Mi hermana gemela era golpeada diariamente por su esposo abusivo. Mi hermana y yo intercambiamos identidades e hicimos que su esposo se arrepintiera de sus actos.

Alquilamos un pequeño y soleado apartamento en Puebla, lejos de Ecatepec, lejos del hospital, lejos de cualquier olor a confinamiento. Compramos un buen colchón, toallas gruesas, una mesa de madera y una máquina de coser para Lidia. Yo construí una estantería. Sofía eligió macetas y plantó albahaca como si plantar algo verde fuera una promesa.

Lidia empezó a coser vestidos infantiles para una tienda del barrio. Al principio, le temblaban las manos. Después, dejaron de hacerlo. Continuó entrenando por las mañanas y leyendo por las tardes. La rabia no desapareció. Nunca desaparece del todo. Pero dejó de ser un fuego. Se convirtió en una brújula.

Sofía, que solía retraerse cada vez que alguien alzaba la voz, comenzó a reír con una risa clara, plena y espontánea.

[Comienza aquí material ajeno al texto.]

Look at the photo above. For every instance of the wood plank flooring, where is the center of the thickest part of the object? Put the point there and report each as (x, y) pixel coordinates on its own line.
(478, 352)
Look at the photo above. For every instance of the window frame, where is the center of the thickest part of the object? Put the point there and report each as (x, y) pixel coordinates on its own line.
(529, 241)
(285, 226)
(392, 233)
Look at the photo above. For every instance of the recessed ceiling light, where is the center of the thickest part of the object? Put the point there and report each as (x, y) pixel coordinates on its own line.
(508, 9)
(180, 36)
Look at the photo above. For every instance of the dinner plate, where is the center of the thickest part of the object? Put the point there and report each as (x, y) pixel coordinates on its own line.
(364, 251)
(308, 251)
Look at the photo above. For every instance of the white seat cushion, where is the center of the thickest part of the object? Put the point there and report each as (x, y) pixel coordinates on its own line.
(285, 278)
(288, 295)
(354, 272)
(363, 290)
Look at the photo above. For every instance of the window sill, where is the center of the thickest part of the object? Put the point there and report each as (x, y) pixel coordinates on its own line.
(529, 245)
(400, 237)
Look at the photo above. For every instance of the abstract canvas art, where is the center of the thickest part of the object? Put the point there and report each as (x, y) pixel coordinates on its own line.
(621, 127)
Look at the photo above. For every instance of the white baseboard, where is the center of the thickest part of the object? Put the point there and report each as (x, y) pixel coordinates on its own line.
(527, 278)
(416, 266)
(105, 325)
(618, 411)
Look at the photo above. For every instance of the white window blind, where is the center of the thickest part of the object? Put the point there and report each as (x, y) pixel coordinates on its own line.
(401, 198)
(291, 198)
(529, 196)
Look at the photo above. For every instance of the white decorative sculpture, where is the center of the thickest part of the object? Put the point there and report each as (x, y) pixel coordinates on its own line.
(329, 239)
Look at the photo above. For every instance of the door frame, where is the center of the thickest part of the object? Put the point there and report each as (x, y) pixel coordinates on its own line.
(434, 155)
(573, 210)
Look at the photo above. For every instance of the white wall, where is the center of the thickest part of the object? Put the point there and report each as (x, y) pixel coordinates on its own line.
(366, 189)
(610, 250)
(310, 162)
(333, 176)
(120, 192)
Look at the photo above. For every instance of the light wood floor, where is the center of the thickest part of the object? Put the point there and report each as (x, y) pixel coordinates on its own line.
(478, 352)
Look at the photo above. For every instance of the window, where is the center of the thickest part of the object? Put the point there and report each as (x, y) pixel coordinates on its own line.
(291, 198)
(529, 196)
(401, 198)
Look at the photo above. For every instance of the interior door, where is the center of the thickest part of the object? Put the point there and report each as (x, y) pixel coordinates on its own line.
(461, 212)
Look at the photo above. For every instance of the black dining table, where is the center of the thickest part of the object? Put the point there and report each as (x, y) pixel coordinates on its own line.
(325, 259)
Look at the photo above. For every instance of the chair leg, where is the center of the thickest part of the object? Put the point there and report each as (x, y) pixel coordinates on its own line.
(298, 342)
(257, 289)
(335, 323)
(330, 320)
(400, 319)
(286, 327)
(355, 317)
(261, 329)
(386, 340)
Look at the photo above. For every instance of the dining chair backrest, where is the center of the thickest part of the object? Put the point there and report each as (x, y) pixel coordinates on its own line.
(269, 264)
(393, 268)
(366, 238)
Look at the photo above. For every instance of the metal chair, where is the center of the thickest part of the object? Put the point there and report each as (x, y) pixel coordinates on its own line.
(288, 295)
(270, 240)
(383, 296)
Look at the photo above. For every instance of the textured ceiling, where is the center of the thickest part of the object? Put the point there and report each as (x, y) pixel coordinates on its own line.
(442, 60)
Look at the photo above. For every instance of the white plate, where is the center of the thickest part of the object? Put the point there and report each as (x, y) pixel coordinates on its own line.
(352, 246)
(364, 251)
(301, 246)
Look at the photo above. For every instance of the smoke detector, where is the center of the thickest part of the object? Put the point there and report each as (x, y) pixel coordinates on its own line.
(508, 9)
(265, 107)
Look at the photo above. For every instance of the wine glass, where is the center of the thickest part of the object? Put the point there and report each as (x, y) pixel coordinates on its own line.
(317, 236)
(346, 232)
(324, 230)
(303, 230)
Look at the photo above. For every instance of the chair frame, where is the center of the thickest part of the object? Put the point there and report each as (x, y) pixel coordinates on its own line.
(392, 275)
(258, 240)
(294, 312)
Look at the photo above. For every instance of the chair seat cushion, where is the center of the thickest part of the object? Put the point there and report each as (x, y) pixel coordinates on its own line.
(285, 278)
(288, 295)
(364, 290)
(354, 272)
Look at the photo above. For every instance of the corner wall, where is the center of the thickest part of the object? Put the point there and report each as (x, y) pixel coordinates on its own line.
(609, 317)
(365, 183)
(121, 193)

Esa risa llenó la casa como la luz que entra por una ventana abierta.

A veces, de madrugada, Lidia se despertaba sobresaltada y me encontraba sentada en el salón, leyendo.

—¿Ya se acabó? —preguntó.

—Ya se acabó —respondió.

Y lo creímos, porque al fin y al cabo era cierto.
Decían que estaba rota. Que sentía demasiado. Que era peligrosa. Quizás. Quizás sentir demasiado fue precisamente lo que nos salvó. Porque a veces la diferencia entre una mujer rota y una mujer libre es que alguien, por fin, se atreve a sentir la injusticia como si le quemara la piel.

Soy Nayeli Cárdenas. Pasé diez años encerrada porque el mundo temía mi furia.

Pero cuando mi hermana necesitó que alguien la defendiera, finalmente comprendí algo: no estaba loca por sentir tanto. Estaba viva.

Y esta vez, esa diferencia nos devolvió el futuro.